ROOT = os.path.dirname(__file__)

def get_token(token_name):
    with open(os.path.join(ROOT, 'auth.json'), 'r') as auth_file:
        auth_data = json.load(auth_file)
        token = auth_data[token_name]
        return token

os.environ['OPENAI_API_KEY'] = get_token('openai-token')

def get_soup(url):
    http = httplib2.Http()
    status, response = http.request(url)
    soup = BeautifulSoup(response, 'html.parser')
    return soup

def filter_content(content):
    p_tags = content.find_all('p')
    text = ''

    for p in p_tags:
        for link in p.find_all('a'):
            link.extract()
        for img in p.find_all('img'):
            img.extract()
        text += p.get_text(strip=True) + '\n'
    
    return text

llm = ChatOpenAI(model='gpt-3.5-turbo-0613')
chain = load_summarize_chain(llm, chain_type='map_reduce')
embeddings = OpenAIEmbeddings()

articles_data = {
    'cnn': {
        'url': 'https://edition.cnn.com/2023/07/24/tech/twitter-rebrands-x-elon-musk-hnk-intl/index.html',
        'class': 'article__content'
    },
    'nbcnews': {
        'url': 'https://www.nbcnews.com/news/us-news/twitter-rebrands-x-elon-musk-loses-iconic-bird-logo-rcna95880',
        'class': 'article-body__content'
    }
}

for article in articles_data:
    article_soup = get_soup(articles_data[article]['url'])
    text = filter_content(article_soup.find(class_=articles_data[article]['class']))

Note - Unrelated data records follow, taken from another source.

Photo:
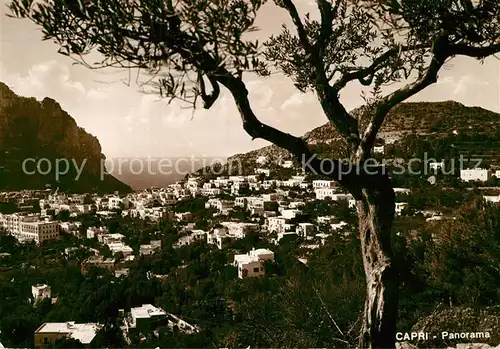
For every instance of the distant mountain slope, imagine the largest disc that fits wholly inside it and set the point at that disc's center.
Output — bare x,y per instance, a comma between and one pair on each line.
30,129
429,120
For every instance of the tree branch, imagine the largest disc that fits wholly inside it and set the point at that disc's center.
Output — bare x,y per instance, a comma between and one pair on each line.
299,26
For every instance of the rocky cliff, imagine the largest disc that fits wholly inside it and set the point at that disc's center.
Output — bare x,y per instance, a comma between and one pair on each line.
30,131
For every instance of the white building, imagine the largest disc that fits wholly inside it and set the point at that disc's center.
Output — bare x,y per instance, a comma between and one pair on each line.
194,235
265,171
434,166
40,292
475,174
305,229
492,198
144,316
94,232
323,193
287,164
152,247
28,227
261,160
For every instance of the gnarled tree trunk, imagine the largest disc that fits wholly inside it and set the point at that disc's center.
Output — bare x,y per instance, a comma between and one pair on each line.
376,205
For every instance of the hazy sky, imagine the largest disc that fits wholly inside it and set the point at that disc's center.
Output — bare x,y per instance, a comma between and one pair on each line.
129,123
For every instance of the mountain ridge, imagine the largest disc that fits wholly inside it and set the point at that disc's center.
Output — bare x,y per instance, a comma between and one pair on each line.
32,129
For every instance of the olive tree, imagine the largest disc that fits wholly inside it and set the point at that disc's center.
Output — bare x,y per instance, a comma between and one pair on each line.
193,48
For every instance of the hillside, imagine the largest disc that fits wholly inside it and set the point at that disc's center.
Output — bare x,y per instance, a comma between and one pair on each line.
35,130
472,130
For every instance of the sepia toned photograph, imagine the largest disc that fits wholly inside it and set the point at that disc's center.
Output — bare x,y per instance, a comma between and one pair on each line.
240,174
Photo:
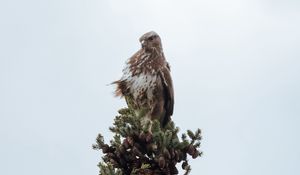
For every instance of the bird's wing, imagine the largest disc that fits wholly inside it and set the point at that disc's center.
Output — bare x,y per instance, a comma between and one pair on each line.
168,94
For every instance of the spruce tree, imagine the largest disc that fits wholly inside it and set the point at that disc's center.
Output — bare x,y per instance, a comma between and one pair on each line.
147,149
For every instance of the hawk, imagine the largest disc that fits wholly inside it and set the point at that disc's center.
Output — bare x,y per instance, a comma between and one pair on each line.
146,83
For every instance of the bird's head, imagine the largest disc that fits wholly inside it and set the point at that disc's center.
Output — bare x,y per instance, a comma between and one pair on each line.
150,40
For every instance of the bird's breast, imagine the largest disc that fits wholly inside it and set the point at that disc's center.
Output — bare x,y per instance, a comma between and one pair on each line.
142,86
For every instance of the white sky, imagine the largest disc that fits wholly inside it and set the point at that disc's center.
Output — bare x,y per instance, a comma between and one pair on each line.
235,66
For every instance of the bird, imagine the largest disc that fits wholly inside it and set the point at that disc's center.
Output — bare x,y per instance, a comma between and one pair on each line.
146,83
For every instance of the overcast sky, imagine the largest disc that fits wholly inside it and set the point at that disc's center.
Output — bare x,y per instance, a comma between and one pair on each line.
235,66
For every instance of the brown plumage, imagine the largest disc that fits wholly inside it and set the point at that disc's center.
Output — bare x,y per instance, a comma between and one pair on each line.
146,83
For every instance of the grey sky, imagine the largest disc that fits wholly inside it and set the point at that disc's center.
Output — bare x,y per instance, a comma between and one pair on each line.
235,66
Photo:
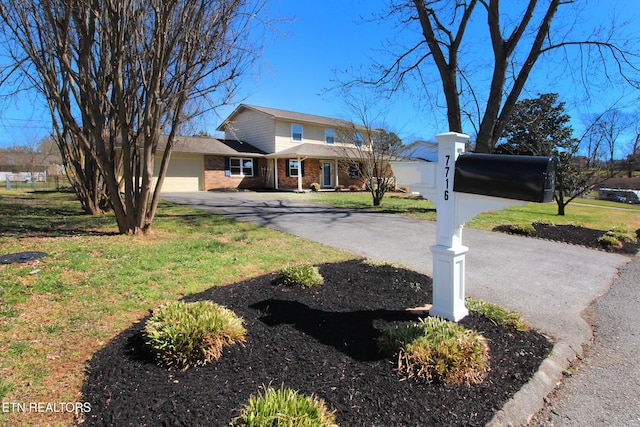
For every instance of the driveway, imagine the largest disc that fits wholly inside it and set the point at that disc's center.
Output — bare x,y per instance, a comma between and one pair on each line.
549,283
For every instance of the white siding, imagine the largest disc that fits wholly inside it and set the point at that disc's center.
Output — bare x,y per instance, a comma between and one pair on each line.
185,173
310,134
256,128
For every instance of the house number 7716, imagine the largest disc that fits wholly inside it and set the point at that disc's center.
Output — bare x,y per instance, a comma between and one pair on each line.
446,177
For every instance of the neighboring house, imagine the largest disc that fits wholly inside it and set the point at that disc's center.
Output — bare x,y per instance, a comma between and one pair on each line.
266,148
28,167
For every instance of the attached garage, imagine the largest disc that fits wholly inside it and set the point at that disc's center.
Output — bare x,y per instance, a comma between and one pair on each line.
185,173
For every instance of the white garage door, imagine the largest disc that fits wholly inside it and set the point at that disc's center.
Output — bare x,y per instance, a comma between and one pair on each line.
184,173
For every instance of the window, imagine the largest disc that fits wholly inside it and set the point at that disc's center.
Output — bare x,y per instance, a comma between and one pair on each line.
357,139
241,167
296,132
329,137
354,171
294,167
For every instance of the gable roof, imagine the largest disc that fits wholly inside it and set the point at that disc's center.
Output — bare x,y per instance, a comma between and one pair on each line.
204,145
317,150
292,116
424,150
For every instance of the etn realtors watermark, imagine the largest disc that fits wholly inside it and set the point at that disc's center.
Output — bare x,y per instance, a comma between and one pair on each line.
42,407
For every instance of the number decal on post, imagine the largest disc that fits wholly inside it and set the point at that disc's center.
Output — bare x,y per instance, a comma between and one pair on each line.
446,177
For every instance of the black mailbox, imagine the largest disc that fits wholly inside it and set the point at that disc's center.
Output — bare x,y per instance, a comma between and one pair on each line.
530,178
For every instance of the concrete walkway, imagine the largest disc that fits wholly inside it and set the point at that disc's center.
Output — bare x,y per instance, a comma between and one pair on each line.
550,283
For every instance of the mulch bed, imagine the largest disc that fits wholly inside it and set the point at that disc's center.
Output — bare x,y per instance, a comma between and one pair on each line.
319,341
575,235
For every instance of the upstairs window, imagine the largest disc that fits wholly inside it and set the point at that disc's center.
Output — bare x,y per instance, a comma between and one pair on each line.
357,139
241,167
294,168
296,132
329,137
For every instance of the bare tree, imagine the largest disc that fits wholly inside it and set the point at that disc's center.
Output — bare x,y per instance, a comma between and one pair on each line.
483,89
607,129
368,149
116,74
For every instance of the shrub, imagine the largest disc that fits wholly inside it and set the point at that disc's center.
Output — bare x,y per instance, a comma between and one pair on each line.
609,241
621,233
499,315
191,334
284,408
305,276
522,229
437,351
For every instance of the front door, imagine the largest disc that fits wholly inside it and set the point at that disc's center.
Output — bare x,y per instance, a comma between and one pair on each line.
326,174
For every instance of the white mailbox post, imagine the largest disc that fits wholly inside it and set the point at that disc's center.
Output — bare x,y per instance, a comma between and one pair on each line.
434,181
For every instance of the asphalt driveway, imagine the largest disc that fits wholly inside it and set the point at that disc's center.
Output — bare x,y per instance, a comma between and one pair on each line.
550,283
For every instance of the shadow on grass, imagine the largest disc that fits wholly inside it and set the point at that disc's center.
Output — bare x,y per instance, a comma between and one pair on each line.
39,217
318,340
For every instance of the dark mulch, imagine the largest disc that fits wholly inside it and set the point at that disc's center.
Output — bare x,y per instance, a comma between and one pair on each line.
575,235
317,341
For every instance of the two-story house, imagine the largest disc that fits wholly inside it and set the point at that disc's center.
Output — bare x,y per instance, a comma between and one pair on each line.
267,148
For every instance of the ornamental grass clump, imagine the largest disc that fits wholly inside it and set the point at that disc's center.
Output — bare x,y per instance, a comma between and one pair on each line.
284,408
497,314
186,334
305,276
438,351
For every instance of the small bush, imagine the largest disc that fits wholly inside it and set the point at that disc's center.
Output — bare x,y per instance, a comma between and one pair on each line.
522,229
305,276
608,241
284,408
499,315
192,334
621,233
437,351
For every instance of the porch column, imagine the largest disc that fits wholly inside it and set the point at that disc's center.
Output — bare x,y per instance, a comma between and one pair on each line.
299,175
275,171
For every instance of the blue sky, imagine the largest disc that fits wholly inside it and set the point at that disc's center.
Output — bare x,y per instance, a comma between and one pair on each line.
320,39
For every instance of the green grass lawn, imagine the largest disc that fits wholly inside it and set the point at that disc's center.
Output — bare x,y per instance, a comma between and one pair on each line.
94,283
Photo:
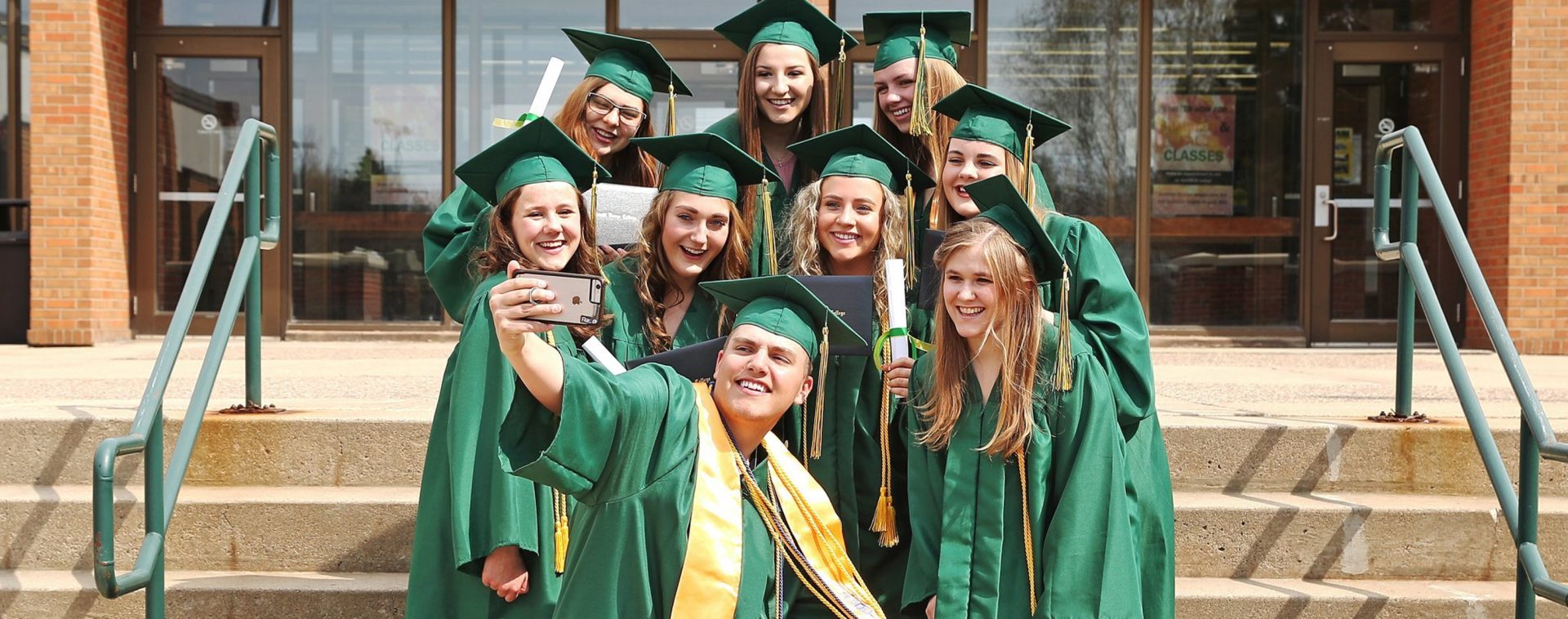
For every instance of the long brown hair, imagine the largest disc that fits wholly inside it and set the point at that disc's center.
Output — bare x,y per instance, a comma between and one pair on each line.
813,122
946,216
813,261
1017,329
629,165
501,248
654,278
925,151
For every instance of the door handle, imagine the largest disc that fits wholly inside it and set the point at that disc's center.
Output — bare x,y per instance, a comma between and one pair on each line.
1333,216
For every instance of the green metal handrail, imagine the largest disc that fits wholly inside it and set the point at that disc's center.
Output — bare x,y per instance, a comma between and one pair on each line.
257,145
1537,438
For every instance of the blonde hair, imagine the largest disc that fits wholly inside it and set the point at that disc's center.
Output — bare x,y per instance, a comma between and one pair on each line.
629,165
654,279
1017,329
925,151
809,259
944,215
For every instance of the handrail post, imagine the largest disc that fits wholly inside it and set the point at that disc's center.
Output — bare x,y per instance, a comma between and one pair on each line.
1409,212
154,510
1529,491
253,287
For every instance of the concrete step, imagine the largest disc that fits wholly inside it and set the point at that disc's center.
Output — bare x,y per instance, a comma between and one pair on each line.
225,528
303,595
368,443
209,595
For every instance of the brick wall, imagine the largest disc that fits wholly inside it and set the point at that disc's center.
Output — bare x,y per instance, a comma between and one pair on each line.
1518,170
78,176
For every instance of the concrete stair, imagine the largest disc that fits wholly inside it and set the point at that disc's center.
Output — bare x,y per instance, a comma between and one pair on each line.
311,513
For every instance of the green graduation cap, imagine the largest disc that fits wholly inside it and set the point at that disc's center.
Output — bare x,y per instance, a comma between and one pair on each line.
791,22
858,151
898,35
634,65
533,154
991,118
705,163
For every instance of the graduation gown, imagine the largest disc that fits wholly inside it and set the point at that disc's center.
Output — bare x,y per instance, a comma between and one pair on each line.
850,474
1106,315
626,448
783,201
627,336
966,506
468,505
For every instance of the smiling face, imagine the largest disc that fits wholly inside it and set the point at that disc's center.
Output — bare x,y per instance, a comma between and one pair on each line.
969,160
608,129
969,295
894,88
693,232
849,223
548,225
783,78
760,375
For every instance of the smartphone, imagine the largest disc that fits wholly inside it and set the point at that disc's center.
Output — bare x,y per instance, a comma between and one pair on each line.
581,296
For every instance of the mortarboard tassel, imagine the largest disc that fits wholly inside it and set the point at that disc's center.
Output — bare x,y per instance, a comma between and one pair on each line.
921,107
821,387
1062,378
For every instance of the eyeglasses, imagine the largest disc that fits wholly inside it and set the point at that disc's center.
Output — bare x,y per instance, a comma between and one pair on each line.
603,105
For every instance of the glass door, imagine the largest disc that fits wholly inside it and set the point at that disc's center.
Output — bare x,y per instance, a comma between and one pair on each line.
194,95
1363,93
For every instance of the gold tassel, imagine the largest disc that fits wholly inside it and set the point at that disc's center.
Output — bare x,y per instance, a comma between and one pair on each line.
884,518
921,107
822,394
564,532
1063,376
671,126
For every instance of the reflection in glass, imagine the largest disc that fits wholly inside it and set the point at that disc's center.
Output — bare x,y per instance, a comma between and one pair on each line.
1078,61
201,105
1227,163
502,54
702,15
238,13
368,157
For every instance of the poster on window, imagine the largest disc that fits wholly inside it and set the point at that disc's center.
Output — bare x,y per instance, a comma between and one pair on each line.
1194,154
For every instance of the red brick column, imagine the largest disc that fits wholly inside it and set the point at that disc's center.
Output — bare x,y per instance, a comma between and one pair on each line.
1518,170
78,176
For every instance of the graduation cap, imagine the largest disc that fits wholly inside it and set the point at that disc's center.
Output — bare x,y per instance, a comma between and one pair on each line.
695,363
800,24
706,165
533,154
1004,206
991,118
632,65
784,306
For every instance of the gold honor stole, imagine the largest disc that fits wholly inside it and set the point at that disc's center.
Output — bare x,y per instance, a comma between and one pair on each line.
710,572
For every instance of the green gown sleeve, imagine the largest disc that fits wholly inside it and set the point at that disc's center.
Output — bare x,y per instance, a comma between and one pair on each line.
455,232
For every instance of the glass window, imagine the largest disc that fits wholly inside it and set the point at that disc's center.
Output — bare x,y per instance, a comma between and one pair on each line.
1227,163
1079,63
234,13
1382,16
502,54
368,157
702,15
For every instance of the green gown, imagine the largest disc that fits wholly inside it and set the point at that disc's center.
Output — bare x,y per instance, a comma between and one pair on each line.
783,201
1106,315
626,336
966,506
626,448
850,474
468,505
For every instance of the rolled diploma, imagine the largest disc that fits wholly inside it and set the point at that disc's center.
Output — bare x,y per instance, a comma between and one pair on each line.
898,312
603,356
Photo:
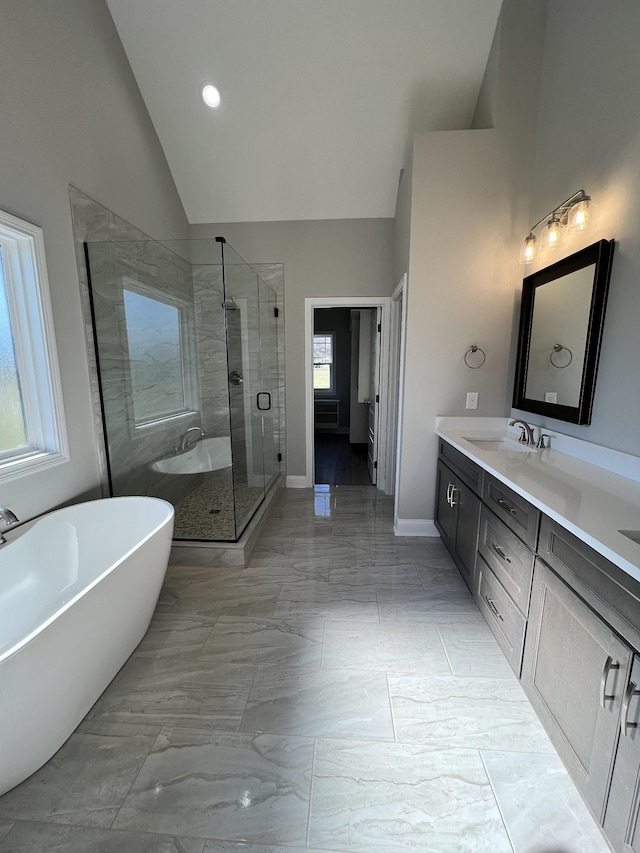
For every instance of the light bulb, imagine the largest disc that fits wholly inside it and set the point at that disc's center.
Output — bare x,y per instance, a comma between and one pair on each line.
528,251
578,217
211,95
551,234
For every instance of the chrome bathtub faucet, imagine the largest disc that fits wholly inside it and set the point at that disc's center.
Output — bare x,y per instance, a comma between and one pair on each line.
188,439
10,519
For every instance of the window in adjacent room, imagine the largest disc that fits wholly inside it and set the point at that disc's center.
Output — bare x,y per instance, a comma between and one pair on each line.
323,362
32,429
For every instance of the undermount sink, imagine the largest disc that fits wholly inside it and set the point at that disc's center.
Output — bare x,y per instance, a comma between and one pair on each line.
209,454
502,445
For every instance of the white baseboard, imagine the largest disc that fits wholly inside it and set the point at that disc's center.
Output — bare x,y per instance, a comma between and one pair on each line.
296,482
415,527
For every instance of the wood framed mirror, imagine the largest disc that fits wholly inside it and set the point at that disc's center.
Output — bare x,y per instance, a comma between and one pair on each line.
561,321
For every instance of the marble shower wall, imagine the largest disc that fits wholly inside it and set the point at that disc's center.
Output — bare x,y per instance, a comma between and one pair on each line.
118,250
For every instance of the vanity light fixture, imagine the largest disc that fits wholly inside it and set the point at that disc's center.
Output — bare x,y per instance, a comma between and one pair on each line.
211,95
572,214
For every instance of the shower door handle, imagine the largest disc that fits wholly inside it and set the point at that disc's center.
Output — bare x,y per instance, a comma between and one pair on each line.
259,396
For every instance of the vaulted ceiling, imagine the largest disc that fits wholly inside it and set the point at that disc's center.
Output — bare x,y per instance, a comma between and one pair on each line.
321,98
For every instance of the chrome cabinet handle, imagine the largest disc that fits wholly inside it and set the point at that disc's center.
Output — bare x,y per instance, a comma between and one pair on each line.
492,607
629,693
609,665
505,506
500,552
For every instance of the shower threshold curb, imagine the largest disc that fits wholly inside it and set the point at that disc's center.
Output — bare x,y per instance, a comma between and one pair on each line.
227,554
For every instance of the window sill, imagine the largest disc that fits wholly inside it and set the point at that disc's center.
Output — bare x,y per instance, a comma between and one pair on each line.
30,463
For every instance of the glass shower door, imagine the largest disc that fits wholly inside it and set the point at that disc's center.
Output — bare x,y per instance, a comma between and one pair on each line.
268,398
242,318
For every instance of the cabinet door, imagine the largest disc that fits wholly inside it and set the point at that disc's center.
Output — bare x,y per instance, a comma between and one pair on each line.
467,521
621,820
445,481
574,673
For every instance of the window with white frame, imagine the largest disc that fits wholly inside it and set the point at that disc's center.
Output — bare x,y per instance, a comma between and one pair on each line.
162,361
323,362
32,428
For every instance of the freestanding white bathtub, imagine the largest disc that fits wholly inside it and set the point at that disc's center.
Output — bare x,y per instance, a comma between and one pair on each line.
78,588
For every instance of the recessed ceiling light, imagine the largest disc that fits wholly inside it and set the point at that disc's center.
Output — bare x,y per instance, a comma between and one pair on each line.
211,95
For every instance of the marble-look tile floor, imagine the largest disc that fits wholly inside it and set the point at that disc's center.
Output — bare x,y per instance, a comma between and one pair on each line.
341,694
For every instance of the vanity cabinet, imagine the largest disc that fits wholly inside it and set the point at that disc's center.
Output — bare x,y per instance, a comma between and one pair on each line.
568,621
504,569
574,670
517,513
621,823
457,512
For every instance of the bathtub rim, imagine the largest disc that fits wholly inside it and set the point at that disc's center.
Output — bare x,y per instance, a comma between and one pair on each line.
17,533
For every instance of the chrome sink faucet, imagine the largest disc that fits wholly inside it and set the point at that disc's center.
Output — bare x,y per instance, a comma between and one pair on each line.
10,518
188,439
526,432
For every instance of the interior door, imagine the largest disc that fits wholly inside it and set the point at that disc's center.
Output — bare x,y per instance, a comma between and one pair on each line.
374,396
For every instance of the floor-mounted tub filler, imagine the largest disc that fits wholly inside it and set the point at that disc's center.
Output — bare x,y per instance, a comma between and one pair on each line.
78,588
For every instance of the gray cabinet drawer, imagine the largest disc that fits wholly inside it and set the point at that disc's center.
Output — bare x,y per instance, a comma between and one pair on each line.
509,558
608,590
505,620
517,513
468,471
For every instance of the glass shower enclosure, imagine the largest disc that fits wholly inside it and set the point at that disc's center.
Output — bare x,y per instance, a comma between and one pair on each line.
186,337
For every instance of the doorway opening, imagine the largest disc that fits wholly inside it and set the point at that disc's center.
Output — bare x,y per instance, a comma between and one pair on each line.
360,419
345,351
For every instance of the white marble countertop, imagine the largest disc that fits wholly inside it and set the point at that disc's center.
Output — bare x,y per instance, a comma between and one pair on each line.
590,501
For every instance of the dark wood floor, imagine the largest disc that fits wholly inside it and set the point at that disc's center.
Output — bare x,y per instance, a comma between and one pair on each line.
338,462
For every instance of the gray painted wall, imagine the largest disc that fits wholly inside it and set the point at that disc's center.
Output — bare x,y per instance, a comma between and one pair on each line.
459,293
71,113
346,257
588,136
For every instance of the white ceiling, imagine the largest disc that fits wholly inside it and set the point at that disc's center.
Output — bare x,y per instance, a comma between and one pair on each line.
321,97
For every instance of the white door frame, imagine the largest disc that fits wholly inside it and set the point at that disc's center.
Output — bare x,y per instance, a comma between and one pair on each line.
382,302
396,379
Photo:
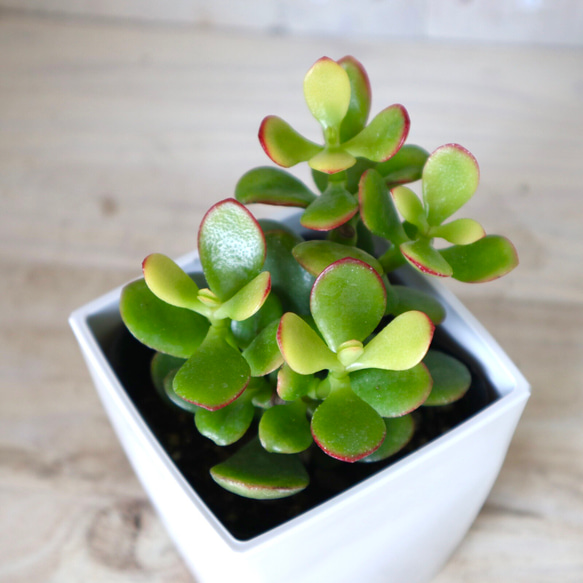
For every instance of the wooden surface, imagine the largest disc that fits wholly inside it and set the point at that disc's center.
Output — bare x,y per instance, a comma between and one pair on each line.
114,139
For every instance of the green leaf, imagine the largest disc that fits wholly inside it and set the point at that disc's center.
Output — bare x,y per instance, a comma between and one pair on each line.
161,366
410,207
331,160
231,246
421,255
460,231
170,283
405,166
377,210
273,186
348,301
292,385
409,299
327,92
331,209
398,346
360,98
485,260
263,355
392,393
450,178
246,330
383,136
227,425
159,325
302,349
400,430
451,378
285,428
248,300
289,280
283,144
214,376
253,472
315,256
347,428
174,398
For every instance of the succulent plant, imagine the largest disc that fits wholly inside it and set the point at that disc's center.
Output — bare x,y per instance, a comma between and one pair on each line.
307,341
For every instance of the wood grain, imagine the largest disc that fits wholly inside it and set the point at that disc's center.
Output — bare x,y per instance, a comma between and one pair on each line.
115,139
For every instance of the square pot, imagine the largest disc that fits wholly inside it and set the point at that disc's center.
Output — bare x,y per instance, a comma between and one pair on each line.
399,525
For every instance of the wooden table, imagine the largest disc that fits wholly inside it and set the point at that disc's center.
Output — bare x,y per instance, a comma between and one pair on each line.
114,140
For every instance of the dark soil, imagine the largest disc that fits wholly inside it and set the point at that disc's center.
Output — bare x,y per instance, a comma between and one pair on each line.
194,455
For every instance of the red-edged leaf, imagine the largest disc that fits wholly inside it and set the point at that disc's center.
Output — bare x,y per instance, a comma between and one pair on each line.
425,258
347,428
360,98
231,246
283,144
383,136
273,186
485,260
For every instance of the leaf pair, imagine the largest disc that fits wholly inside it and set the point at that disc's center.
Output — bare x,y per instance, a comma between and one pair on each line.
338,96
169,312
450,178
347,303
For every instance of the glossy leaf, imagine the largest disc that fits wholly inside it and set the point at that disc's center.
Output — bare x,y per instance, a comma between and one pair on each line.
246,330
170,283
289,280
486,259
302,349
174,398
248,300
392,393
214,376
285,428
347,428
400,430
405,166
348,301
263,355
292,385
159,325
327,92
398,346
262,393
360,98
283,144
273,186
161,366
332,160
253,472
451,378
460,231
227,425
231,246
315,256
450,178
421,255
409,298
377,210
332,208
410,207
383,136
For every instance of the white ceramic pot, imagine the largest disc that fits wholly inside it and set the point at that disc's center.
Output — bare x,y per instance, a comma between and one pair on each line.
398,526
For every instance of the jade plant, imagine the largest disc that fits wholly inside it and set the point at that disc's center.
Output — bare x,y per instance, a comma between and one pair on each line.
289,343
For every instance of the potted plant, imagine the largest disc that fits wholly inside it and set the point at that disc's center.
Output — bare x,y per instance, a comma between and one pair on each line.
315,355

    summary = chain.run([Document(page_content=text)])
    print(f'Article summary:\n{summary}\n')

    articles_data[article]['embeddings'] = np.array(embeddings.embed_documents([summary]))


cosine = cosine_similarity(
    articles_data['cnn']['embeddings'], 
    articles_data['nbcnews']['embeddings']
)

print('Cosine similarity score:', np.squeeze(cosine))

Conclusion

To conclude, we made a simple Python script for checking text similarity between 2 articles. I learned a lot while working on this project and I hope this guide proves itself helpful to you as well.